Nampaknya defenisi Islam radikal itu adalah suka suka. Artinya sangat subjektif dan menjadi monopoli penguasa. Kata Graham E Fuler mantan intelijen Amerika dalam bukunya Wordl without Islam ( Dunia tanpa Islam) , menjelaskan bahwa defenisi islam radikal bersifat politis (Jawa pos. com.17 Januari 2017). Hal itu berbentuk suka suka siapa penguasa waktu itu.Ia menyebut dalam hubungan keb ijakan Presiden Amerika . Radikalisme dalam policy Presiden Barack Obama berbeda dengan Radika lisme Presiden G Bush Begitu juga pandangan Donald Trump
Bagi Graham E Fuller yang lama bertugas sebagai pejabat Central Intelijens Amerika (CIA) di Kabul kini menjadi analis politik Amerika punya pandangan tentang radikalisme Islam tersebut
Ia memaknai radikalisme itu dua kategori.Pertama pelakunya yang melawan hukum dan kedua dari pelaku tindak kekerasan berasal dari penganut agama yang tidak taat penguasa .Dengan kategori demikian unsur utamanya adalah masalah kekerasan, baik melawan hukum (unlaw) atau melawan kemauan penguasa (politis).
Lantas dari sudut pandang fenomena kemaun rezim penguaa lah yang dominan kini .Yaitu mereka dituduh radikal karena tidak mau manut atau mengekor kemauan politis penguasa. Dari patuh pada hukum menjelma menjadi pendukung patuh taat pada oknum siapa yang berkuasa.
Dalam kaitan Islamiphobi dengan politik inilah yang menjadi lebel Islamiphobi untuk liar kemana mana. Penganut agama yang baik dan taat pada agamanya dilabelkan radikal lantaran penguasa tidak berkenan kepadanya.Sebaliknya mereka yang penguasa memusuhi, mengkriminalisasi umat Islam diklaim tidak radikal bahkan mereka dipuji umat yang toleransi.
Inilah kemudian orang taat dibenturkan pada kepentingan politik suka suka penguasa. Kaum yang disukai bila menjilat pada kepentingan rezim. Bukan lagi Penguasa (Raja) alim raja disembah Penguasa (Raja) zalim Raja disanggah.Tapi sebaliknya rezim yang zalim disembah sementara pejuang yang adil bersih tidak ditaati.
Ajaran Islam menggariskan satu keriteria yang jelas dalam sikap hidup. Yaitu symbol sikap hidup yang menyatakan
Isy kariman au Mut Syahidan (hiduplah mulia atau mati syahid)
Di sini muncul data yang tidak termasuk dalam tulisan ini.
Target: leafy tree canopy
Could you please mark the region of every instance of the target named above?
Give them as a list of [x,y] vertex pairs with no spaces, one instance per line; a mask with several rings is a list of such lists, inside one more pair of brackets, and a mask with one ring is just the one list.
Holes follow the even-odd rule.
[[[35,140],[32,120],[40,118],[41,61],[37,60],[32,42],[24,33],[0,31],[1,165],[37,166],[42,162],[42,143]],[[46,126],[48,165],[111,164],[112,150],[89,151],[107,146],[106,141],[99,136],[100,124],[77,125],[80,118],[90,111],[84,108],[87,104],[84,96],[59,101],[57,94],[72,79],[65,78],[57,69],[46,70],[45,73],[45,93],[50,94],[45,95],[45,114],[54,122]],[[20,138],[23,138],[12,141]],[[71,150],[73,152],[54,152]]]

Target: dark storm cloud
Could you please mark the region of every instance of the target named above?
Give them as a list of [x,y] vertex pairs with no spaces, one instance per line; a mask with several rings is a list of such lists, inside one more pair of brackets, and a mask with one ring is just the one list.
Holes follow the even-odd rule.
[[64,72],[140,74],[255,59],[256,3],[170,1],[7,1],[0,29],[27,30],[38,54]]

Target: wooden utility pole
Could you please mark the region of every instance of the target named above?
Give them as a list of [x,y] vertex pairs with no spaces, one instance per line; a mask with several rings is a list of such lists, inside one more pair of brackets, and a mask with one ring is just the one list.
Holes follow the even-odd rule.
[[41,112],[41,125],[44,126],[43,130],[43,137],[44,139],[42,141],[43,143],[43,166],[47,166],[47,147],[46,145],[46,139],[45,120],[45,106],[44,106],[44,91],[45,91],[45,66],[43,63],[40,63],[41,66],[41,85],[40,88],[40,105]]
Hidup mulia adalah hidup dengan nilai taat kepada Allah dalam arti menegakkan prinsip kebenaran yang diajarkan Islam, Inilah simbolik para mujahid Islam warisam masa lampau Seperti jujur,amanah berbuat baik pada sesama. Bila tidak lakukanlah perjuangan dengan kesungguhan biarpun harus mati syahid menegakkan kebenaran tersebut,
Akhirnya keberadaan umat Islam harus berhadapan dengan prinsip lain. Yaitu pembenturan ketaatan pada agama yang benar dengan islamiphobi. Satu dektruksi atau perusakan tujuan dengan tuduhan yang subjektif alias suka suka .
Marilah kita hadapi isu ketidak adilan serta pembubaran MUI dengan sabar dan tawakkal. Bahwa kebenaran pasti tegak dan kebatilan, fitnah, akan kalah.. Umat Islam harus optimis, Tiada putus asa, karena putus asa adalah dosa. Semoga Allah melindungi kita sekalian. Amiin.